Comprehensions and vectorization

I am evaluating performance of arrays construction in Julia using comprehensions or explicit loops by comparing the following sample codes.

Code 1:

function foo()
    s = 500
    n = 9000
    m = zeros(s, s)
    tic()
    for k = 1:n
        for i in 1:s, j in 1:s m[i, j] = j end
    end
    toc()
end

Code 2:

function foo()
    s = 500
    n = 9000
    m = zeros(s, s)
    tic()
    for k = 1:n
        m = [j for i in 1:s, j in 1:s]
    end
    toc()
end

Code 3:

function foo()
    s = 500
    n = 9000
    m = zeros(s, s)
    tic()
    for k = 1:n
        m .= [j for i in 1:s, j in 1:s]
    end
    toc()
end

On my PC, code 1 runs in about 5.4 s, code 2 in about 8.3 s, and code 3 in about 12.9 s.

I guess that code 2 is slightly slower than code 1 due to the temporary array allocation cost, but I would have expected code 3 to be roughly in par with code 1 thanks to vectorization.

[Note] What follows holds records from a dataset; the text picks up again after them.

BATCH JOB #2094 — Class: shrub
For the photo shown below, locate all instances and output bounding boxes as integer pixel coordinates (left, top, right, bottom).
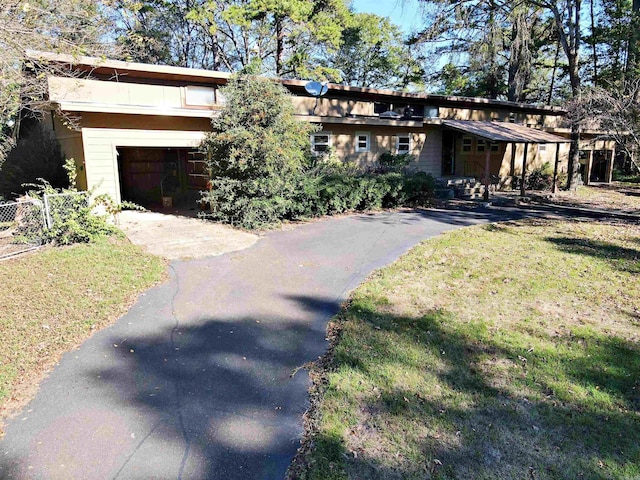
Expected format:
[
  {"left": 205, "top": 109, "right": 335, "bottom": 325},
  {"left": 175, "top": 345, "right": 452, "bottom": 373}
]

Similarly I verified that the following code:

m = rand(s, s)

is faster than the following code, when tested as before:

m .= rand(s, s)

What is Julia doing in these cases when using .=?

Thanks

Julia in these cases is essentially doing the loop

for i in eachindex(m)
  m[i] = ...

i.e. it’s an inplace update of the existing array m, instead of binding it to a new array.

That is an inplace update which makes no arrays,

This creates a new array via the comprehension, and rebinds m to it (so you don’t need to pre-allocate here)

this keeps making new arrays in the comprehension, then filling m with it in a loop.

With that understanding it should be pretty obvious why code 1 < code 2 < code 3. Code 2 < code 3 since code 3 has an additional loop, whereas code 2 just changes a pointer. Vectorization in the way that creates temporary arrays is always slower, but it’s okay in most scripting languages because their looping and actual language is slower than it is to vectorize since the vectorized functions are written in C. Since Julia’s standard construct compile to code that is as fast as C (and the standard library is written in Julia, so vectorized functions are just calling other Julia code), warping code to try to be inside of a giant vectorized function call is not better in any a priori sense, so it’s really just the most efficient calculation which matters. Here, that is simply reducing the number of temporary arrays and the number of loops.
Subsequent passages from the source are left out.